In 2014 the value of production of forest industry in Finland, including furniture industry, was 20.7 billion euros. This was 18% of all industrial production. Forest industry employed 15% of industrial workers in Finland. The forest industry is the main source of income for many regions in Finland. It accounts for approximately 20 per cent of all Finnish exports.

Chemical forest industry (also known as paper and pulp industry) produces paper, cardboard and pulp. Finland has 25 paper mills, 14 cardboard mills and 15 pulp mills. In 2014 they employed 22 000 people.

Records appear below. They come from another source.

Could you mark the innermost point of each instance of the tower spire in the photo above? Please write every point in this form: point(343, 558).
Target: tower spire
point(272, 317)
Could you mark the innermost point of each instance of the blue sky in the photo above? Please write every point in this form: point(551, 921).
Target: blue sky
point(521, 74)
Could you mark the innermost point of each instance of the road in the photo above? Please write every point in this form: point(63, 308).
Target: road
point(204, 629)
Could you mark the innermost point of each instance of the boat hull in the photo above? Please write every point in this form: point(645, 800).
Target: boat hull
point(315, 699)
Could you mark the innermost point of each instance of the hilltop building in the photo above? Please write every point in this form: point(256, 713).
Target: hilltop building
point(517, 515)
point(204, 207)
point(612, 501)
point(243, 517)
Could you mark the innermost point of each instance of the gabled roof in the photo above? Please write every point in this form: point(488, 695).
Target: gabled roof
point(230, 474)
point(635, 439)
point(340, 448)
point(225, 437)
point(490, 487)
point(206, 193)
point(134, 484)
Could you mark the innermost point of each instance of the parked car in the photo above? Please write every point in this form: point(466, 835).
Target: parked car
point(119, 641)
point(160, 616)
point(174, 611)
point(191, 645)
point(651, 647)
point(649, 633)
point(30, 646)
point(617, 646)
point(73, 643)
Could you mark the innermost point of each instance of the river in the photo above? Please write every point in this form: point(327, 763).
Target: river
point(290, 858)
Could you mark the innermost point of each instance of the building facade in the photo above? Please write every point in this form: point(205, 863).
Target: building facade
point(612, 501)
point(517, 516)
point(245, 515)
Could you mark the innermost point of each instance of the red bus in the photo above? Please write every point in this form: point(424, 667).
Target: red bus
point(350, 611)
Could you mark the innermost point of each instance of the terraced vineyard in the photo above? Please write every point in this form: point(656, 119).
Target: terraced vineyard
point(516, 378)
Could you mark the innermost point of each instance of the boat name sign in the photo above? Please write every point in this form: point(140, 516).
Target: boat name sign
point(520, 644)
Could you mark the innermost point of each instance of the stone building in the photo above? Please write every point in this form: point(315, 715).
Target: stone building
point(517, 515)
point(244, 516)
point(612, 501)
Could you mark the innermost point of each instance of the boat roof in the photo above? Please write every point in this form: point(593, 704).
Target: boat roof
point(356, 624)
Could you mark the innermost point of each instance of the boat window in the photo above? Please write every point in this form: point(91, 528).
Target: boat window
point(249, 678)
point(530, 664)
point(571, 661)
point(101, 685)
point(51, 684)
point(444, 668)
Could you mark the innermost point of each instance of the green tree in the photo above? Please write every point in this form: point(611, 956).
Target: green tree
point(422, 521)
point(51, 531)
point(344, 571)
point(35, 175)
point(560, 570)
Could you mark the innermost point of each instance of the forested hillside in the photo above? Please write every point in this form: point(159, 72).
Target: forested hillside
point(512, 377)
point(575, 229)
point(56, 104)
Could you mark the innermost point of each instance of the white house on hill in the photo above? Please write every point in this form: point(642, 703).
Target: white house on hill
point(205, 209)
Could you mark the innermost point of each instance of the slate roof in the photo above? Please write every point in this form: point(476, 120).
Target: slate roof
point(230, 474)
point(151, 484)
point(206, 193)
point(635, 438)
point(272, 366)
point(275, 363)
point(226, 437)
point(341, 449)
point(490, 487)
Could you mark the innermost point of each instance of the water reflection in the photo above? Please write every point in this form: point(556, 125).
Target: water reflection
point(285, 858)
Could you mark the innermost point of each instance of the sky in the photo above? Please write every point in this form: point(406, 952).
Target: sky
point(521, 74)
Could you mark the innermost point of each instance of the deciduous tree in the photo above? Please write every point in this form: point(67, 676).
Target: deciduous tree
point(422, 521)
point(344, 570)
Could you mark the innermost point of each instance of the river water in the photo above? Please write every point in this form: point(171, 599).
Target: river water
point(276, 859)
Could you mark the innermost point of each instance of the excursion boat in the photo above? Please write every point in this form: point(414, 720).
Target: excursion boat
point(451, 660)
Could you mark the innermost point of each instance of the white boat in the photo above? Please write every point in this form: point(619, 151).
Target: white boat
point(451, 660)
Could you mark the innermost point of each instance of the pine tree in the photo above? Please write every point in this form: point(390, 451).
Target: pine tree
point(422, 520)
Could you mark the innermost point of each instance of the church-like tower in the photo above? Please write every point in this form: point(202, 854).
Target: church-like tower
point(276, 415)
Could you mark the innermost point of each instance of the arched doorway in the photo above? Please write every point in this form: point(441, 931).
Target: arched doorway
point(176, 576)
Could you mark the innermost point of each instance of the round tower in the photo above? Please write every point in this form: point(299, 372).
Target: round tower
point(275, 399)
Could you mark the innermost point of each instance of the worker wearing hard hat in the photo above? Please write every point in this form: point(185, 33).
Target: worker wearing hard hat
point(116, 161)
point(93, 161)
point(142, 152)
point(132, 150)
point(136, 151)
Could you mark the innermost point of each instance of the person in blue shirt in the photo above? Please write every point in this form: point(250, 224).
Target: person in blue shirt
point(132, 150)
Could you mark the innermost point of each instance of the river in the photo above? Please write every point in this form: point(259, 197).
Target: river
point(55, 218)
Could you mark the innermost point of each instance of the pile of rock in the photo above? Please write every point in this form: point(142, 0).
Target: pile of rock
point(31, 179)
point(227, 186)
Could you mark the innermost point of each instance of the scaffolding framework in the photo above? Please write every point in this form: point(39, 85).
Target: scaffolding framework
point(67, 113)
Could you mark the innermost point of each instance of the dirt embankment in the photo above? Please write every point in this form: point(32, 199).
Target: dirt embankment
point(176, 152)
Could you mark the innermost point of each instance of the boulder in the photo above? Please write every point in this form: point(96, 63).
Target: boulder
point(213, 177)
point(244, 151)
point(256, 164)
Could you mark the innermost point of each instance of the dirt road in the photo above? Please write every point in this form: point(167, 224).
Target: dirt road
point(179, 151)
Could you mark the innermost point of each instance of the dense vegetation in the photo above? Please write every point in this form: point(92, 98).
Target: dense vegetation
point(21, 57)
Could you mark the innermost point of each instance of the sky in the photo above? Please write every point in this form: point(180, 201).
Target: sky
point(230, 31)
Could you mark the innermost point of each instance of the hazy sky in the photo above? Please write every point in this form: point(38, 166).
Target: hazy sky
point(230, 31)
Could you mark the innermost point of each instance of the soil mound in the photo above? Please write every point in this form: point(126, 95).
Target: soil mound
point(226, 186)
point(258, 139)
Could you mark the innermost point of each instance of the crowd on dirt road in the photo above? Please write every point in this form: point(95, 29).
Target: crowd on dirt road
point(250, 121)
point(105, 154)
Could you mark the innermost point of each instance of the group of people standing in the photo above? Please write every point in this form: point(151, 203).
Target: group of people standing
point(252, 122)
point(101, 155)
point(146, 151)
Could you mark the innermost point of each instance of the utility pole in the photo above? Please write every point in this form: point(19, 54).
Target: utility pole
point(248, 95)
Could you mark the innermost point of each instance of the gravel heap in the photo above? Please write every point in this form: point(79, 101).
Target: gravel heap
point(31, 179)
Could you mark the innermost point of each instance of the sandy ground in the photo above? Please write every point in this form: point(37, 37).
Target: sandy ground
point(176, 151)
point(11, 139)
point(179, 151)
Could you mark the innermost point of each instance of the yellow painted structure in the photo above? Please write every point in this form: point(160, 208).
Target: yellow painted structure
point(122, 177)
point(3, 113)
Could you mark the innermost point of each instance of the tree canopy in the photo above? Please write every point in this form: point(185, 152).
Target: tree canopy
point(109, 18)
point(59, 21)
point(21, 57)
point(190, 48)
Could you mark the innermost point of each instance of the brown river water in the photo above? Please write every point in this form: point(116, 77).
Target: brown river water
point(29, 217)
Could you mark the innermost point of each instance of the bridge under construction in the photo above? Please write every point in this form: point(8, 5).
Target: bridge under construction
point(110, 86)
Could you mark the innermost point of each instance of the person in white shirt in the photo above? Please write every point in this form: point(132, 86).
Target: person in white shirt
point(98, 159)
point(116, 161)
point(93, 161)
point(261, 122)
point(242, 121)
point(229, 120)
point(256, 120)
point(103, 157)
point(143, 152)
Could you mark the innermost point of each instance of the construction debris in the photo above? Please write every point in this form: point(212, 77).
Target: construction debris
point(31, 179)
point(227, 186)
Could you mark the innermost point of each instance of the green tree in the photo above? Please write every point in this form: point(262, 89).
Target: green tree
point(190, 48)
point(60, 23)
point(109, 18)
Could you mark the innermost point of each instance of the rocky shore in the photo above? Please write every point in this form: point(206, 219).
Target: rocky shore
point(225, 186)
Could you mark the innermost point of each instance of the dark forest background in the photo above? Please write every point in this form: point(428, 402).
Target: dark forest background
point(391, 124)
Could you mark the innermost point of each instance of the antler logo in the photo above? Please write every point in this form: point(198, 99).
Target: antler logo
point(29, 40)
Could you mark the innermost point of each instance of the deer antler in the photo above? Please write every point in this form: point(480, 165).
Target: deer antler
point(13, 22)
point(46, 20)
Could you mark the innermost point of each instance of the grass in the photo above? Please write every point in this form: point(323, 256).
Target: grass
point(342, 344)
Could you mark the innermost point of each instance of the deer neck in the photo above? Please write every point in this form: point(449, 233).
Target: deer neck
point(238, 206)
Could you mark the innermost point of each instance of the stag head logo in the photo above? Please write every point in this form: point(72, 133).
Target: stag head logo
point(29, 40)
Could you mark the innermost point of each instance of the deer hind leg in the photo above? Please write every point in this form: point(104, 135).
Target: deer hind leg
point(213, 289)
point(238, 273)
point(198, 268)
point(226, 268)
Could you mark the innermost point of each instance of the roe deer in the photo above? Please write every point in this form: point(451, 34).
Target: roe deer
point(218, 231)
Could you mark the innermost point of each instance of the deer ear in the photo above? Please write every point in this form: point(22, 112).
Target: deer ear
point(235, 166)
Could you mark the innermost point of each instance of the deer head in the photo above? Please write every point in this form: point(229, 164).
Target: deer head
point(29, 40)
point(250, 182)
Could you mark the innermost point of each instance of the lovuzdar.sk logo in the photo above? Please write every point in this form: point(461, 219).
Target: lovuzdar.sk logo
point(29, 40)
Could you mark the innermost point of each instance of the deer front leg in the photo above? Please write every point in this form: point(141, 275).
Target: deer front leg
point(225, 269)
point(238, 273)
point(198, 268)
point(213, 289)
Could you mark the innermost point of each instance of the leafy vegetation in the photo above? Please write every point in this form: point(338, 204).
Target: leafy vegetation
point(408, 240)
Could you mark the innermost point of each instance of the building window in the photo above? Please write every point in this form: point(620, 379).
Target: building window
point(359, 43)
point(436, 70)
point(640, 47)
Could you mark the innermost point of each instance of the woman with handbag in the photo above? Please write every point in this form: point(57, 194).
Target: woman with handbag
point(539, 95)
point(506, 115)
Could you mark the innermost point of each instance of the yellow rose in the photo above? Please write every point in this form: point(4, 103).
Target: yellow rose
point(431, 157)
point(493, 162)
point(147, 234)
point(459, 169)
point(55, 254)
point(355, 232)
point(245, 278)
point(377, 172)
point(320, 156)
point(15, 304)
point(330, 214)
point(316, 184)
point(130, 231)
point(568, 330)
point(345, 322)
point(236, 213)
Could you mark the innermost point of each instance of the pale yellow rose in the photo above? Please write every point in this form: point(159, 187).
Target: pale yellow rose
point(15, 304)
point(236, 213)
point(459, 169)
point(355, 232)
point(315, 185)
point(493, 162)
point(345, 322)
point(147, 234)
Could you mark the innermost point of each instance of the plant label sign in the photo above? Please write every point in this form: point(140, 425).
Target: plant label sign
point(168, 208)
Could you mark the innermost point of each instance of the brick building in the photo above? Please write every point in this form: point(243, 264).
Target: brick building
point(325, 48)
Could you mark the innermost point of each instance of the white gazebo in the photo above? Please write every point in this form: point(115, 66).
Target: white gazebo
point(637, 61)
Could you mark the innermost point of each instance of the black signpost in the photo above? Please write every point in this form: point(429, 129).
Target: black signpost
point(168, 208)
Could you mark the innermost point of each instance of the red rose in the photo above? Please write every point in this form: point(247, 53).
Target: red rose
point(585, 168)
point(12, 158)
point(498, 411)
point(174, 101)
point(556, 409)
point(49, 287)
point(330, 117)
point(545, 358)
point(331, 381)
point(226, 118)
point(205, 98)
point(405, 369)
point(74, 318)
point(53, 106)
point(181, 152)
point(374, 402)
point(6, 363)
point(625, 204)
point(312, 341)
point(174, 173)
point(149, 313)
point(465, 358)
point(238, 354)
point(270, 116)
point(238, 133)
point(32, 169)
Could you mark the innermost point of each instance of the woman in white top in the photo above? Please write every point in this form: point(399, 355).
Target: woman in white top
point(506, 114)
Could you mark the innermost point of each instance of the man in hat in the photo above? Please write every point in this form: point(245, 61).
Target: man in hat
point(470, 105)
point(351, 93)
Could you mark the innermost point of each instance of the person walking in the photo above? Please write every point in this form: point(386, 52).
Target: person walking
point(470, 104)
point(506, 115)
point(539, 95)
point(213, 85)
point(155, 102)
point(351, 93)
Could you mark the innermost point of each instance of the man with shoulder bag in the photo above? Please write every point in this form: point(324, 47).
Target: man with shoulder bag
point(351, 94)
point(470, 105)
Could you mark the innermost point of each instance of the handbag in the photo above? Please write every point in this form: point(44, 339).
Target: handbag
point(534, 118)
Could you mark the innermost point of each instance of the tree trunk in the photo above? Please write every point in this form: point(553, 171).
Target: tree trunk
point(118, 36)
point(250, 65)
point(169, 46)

Mechanical forest industry produces wooden items mechanically: sawing, turning and glueing. Sawmills are the largest employer of the sector. Sawmills and board production are highly automatised, but manual skills are still needed in carpentry. Mechanical forest industry employs 26 000 people in Finland. In addition 9000 have a job in furniture production. There are also about 130 industrial sawmills as well as other companies in the wood products industry.

The largest companies are Stora Enso, UPM-Kymmene and Metsä Board. In 2005–2015 they had to jettison almost half of their employees as the paper production was declining. The companies searched new growth in packaging materials and wood-based chemicals.

Wood is also used as biomass (Energy in Finland#Statistics) and as heating material in stoves.